The first iteration allows us to see into an open room with a clarity of form, just without too much detail. We can understand what we are looking at within that artwork, but this follow up involves a sudden leap towards more abstract forms. We have a large vase in front of us, filled with stunning tones of green, but then the rest of the composition is dominated by black outlines which boldly create form, but without any colour fills to help us to identify specific things within the room. Are these two paintings intended to help the artist to tell us about the journey that he is now on? The comparison between the two gives us a simple visual demonstration of how he used different amounts of abstraction within his work during this period of his career.
The artist went on a path of discovery between around 1911 and 1914 where he threw himself into a cubist style. You will find different arrangements of objects converted into this modern format, no doubt inspired by a number of French painters who had drawn attention to this alternative way of creating and depicting form. This was not to be something that Mondrian persisted with too much beyond this period, but it was still a significant time which helped push him further into the world of abstract art. The comparison of just these two paintings can help to underline his progression from the earlier landscape paintings to the later neoplasticism, which was to become his signature approach in the decades to come.

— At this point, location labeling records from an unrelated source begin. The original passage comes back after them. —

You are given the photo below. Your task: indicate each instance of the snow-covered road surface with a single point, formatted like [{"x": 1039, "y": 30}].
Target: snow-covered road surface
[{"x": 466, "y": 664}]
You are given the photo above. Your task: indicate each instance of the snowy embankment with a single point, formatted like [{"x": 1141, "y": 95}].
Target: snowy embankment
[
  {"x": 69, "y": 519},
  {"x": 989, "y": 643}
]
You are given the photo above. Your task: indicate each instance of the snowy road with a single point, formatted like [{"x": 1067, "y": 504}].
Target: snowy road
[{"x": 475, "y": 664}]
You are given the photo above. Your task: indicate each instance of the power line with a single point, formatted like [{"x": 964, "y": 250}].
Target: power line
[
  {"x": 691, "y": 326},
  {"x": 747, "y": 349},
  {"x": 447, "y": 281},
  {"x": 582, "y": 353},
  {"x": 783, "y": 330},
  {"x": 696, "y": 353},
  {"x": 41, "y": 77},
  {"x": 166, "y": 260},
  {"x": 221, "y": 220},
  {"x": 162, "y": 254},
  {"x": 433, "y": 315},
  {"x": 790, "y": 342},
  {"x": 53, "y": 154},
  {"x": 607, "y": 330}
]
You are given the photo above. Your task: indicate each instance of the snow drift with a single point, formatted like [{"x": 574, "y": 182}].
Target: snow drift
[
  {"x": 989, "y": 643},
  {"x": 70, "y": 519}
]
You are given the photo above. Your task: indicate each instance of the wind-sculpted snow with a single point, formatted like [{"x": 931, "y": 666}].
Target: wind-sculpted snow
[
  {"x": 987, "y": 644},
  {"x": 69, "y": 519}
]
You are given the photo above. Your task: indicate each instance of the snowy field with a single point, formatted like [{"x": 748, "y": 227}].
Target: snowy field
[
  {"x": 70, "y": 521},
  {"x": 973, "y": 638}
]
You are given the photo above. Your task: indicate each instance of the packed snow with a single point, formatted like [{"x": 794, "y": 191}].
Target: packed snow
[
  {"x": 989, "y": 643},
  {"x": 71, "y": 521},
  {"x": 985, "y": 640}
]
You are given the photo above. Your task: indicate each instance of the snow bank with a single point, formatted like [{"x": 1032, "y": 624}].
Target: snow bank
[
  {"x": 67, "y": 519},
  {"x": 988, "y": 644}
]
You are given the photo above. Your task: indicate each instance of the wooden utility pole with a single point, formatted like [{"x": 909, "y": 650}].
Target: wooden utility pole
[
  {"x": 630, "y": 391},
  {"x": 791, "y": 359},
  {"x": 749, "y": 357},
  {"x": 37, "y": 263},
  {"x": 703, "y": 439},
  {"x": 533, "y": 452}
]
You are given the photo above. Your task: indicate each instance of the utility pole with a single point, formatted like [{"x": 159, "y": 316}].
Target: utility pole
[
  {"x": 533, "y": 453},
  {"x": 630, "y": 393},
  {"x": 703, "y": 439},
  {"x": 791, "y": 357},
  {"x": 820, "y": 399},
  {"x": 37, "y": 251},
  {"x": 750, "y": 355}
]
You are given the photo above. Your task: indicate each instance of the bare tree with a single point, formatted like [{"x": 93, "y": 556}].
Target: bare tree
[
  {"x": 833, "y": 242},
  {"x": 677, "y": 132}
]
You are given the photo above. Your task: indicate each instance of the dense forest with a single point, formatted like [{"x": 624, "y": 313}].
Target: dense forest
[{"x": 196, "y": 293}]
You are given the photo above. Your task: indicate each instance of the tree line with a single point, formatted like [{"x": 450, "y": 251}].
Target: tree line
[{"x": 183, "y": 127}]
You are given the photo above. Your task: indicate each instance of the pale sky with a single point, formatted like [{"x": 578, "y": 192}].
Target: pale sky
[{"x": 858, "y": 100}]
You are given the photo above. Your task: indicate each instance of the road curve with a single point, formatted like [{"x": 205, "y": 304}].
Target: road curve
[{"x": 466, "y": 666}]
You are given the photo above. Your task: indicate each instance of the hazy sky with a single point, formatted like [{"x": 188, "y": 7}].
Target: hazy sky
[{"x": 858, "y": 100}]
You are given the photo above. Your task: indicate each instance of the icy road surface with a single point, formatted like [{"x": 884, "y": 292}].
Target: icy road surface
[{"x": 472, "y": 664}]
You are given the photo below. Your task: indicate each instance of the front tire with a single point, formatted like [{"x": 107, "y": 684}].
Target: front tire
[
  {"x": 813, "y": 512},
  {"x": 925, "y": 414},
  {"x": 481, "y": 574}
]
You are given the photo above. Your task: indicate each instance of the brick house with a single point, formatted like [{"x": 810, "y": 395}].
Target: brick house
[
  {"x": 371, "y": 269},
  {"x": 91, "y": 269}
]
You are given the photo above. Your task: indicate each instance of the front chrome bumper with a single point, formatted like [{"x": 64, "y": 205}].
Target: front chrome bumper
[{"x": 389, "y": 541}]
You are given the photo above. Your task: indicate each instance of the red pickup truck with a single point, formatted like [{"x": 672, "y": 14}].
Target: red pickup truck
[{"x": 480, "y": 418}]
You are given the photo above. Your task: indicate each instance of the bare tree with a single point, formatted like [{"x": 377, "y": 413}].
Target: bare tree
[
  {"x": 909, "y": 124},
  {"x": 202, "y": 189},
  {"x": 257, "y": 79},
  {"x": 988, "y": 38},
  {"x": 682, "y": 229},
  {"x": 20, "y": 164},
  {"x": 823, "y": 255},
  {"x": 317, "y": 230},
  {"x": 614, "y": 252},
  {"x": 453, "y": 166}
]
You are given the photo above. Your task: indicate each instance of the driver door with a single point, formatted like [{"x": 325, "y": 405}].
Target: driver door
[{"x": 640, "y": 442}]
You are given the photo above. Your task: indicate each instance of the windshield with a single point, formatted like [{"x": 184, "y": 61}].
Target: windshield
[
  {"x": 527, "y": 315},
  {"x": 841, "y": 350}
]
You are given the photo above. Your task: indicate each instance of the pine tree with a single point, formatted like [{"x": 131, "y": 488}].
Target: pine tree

Head to the Gemeentemuseum in the Hague to see this painting up close. There are a number of other pieces from his career within their collection as well, whilst the rest is dispersed across the world, with some in European and North American private collections, with others to be found in major public art galleries and museums, such as Tate Modern in London, UK. His abstract work remains the most prominent part of his career but there is much more to see for those willing to spend time looking deeper into his career oeuvre.